Vítor Gaspar era bem mais outsider do que Álvaro Santos Pereira: tal como este, o ex-ministro das Finanças estava fora do sistema partidário. Mas, ao contrário do ex-ministro da Economia, Vítor Gaspar fez questão de por mais de uma vez deixar claro o seu afastamento — e até mesmo o seu desprezo — relativamente aos militantes do PSD. E se Álvaro Santos Pereira fora ainda outsider num outro sentido (ex-emigrante no Canadá, condição que o ex-ministro não se coibiu de usar em demagógicos exercícios de autovitimização, imputando a outros sentimentos discriminatórios que não existiam, e que ele sabia não existirem), Vítor Gaspar foi outsider em todos os sentidos: não só se viu que as suas teorias económicas não funcionam neste mundo, como a lentidão demonstrada no domínio, não apenas da língua portuguesa, mas verdadeiramente da humana forma de comunicação oral, sustentam a hipótese de ser ele um verdadeiro alien, um extraterrestre. (As semelhanças com o E.T. de Steven Spielberg eram, de resto, evidentes — se refreei até agora a comparação foi por respeito à adorável personagem cinematográfica.)

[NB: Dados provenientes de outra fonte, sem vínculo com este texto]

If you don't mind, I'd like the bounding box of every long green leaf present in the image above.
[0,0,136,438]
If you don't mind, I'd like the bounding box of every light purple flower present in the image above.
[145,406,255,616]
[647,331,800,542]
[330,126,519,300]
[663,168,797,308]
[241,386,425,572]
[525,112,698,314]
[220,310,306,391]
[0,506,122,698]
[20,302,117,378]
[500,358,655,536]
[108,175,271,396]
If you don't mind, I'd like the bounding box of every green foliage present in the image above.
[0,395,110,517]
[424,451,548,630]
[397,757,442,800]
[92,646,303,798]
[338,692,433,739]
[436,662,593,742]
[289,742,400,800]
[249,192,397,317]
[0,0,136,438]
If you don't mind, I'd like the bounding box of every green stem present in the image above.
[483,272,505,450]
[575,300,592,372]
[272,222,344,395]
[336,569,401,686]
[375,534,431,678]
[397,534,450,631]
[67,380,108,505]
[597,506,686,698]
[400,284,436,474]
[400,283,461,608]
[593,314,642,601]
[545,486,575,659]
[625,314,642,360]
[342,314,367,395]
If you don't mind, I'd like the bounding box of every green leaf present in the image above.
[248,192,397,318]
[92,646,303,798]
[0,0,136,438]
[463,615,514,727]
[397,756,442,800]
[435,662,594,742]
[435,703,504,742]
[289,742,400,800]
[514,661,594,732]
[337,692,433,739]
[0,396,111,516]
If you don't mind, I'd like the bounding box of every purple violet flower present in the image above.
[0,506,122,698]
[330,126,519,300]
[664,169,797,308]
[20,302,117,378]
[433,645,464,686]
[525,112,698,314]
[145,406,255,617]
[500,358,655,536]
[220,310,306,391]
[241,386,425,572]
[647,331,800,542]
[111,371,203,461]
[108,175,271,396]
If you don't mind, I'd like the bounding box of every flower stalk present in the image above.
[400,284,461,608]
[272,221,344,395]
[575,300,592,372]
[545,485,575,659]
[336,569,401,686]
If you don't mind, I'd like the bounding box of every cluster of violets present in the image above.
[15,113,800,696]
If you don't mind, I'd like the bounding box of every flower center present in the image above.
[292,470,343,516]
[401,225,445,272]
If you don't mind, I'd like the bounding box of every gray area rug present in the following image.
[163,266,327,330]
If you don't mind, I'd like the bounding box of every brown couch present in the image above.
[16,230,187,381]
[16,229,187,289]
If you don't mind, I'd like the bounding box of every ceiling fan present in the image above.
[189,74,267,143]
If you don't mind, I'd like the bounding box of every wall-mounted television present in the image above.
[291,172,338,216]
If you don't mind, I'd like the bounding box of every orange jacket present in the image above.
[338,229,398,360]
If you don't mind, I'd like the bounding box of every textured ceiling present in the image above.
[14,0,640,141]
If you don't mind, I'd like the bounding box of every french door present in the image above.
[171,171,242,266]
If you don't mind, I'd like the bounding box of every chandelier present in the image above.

Apesar disto tudo, Vítor Gaspar era o homem mais poderoso do governo. Ao contrário de Álvaro Santos Pereira, que foi encostado ao um canto e finalmente demitido, Vítor Gaspar mandou em tudo e saiu quando ele mesmo decidiu, deixando os demais como umas baratas tontas, sem saberem o que fazer.
Álvaro Santos Pereira foi um outsider desprovido de poder. Mas a sua falta de poder não foi promovida pelos insiders, mas por um outsider ainda maior, que o relegou à insignificância. Foi esta percepção de que Santos Pereira não mandava nada, e não o seu pedido de um tratamento familiar, que estimulou os críticos (incluindo jornalistas) a saltarem-lhe à jugular. Como na selva, em política as fraquezas expostas são rapidamente detectadas e exploradas pelos predadores.